SULLE CONDIZIONI DETENTIVE DISUMANE

Misure alternative alla detenzione e richiesta del risarcimento per le condizioni detentive disumane

Corte di Cassazione, prima sezione penale, sentenza n. 6310 del 2019

Nel caso di specie, un ex detenuto, ora agli arresti domiciliari aveva proposto reclamo al fine di ottenere il risarcimento dei danni per le condizioni della detenzione. Il magistrato di sorveglianza aveva dichiarato inammissibile tale richiesta in quanto il proponente non era più detenuto ma si trovava in regime di misura alternativa.

Nel ricorrere in Cassazione il ricorrente lamenta la violazione dell’art. 35 ter ord. pen. richiamando l’ordinamento secondo il quale il rimedio risarcitorio in forma specifica può essere esperito anche nel caso in cui il soggetto sia sottoposto a detenzione domiciliare.

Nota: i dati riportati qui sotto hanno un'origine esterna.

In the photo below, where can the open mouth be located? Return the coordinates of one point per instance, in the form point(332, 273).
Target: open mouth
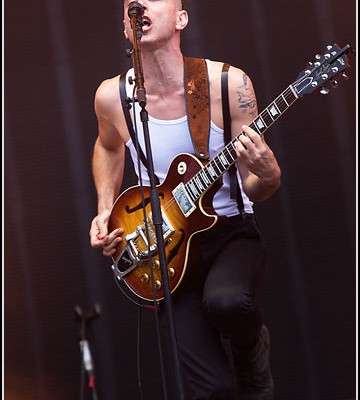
point(146, 24)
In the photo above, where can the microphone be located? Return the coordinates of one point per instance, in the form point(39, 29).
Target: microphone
point(135, 10)
point(135, 13)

Gli Ermellini intervenuti sulla questione hanno dichiarato fondato il ricorso.

La questione posta dal ricorso riguarda la legittimazione del detenuto in regime di detenzione domiciliare a proporre la richiesta di risarcimento per le modalità inumane della detenzione, ex art. 35 ter ord. pen.

L’art.35 ter dell’ordinamento penitenziario dispone che:

“Quando il pregiudizio di cui all’art. 69, comma 6, lett.b), consiste, per un periodo di tempo non inferiore ai quindici giorni, in condizioni di detenzione tali da violare l’articolo 3 della Convenzione per la salvaguardia dei diritti dell’uomo e delle libertà fondamentali, ratificata ai sensi della legge 4 agosto 1955, n. 848, come interpretato dalla Corte europea dei diritti dell’uomo, su istanza presentata dal detenuto, personalmente ovvero tramite difensore munito di procura speciale, il magistrato di sorveglianza dispone, a titolo di risarcimento del danno, una riduzione della pena detentiva ancora da espiare pari, nella durata, a un giorno per ogni dieci durante il quale il richiedente ha subito il pregiudizio. […]”

Il Magistrato di sorveglianza aveva pronunciato l’inammissibilità del reclamo con decreto, ex art. 666 c.p.p., secondo comma. Anche per quanto riguarda i reclami disciplinati dall’ordinamento penitenziario, la sussistenza dei requisiti di legge deve essere verificata in base alla data di proposizione del reclamo.

La questione che si deve esaminare discende dal fatto che l’istituto del rimedio risarcitorio per le modalità inumane della detenzione, introdotto dalla L. n. 117 del 2014 prevede per chi è detenuto, una riduzione di pena di un giorno per ogni dieci giorni di trattamento inumano e, nel caso in cui il residuo di pena da scontare non lo permetta, è previsto un indennizzo nella misura di € 8 per ogni giorno di detenzione inumana. Invece per chi non si trova più in stato di detenzione è previsto solamente un indennizzo monetario.

Nel primo caso è competente il magistrato di sorveglianza, mentre nel secondo caso il Tribunale civile.

Per tali ragioni si è posta la questione se il soggetto che si trovi a scontare la pena ai domiciliari sia legittimato ad agire per il rimedio compensativo, di competenza del magistrato di sorveglianza, ovvero solo per ottenere l’indennizzo monetario, di competenza del Tribunale civile.

Secondo un primo orientamento giurisprudenziale il rimedio compensativo sarebbe riservato solamente al soggetto detenuto in carcere al momento della proposizione della domanda. Invece secondo altro orientamento sarebbe legittimato a chiedere il risarcimento in forma specifica anche il soggetto in detenzione domiciliare.

La Corte di Cassazione, con la sentenza in commento ha aderito all’orientamento più recente ritenendo che le misure alternative alla detenzione costituiscono una modalità di esecuzione della pena detentiva e pertanto è irragionevole e lesivo del principio di eguaglianza, riservare solamente a chi si trovi detenuto in carcere la possibilità di ottenere il rimedio compensativo.

Gli Ermellini per tale motivo affermano il seguente principio di diritto:

“Il detenuto in regime di detenzione domiciliare al momento della proposizione del reclamo è legittimato a chiedere il rimedio risarcitorio di cui all’art. 35-ter ord. pen., comma 1”.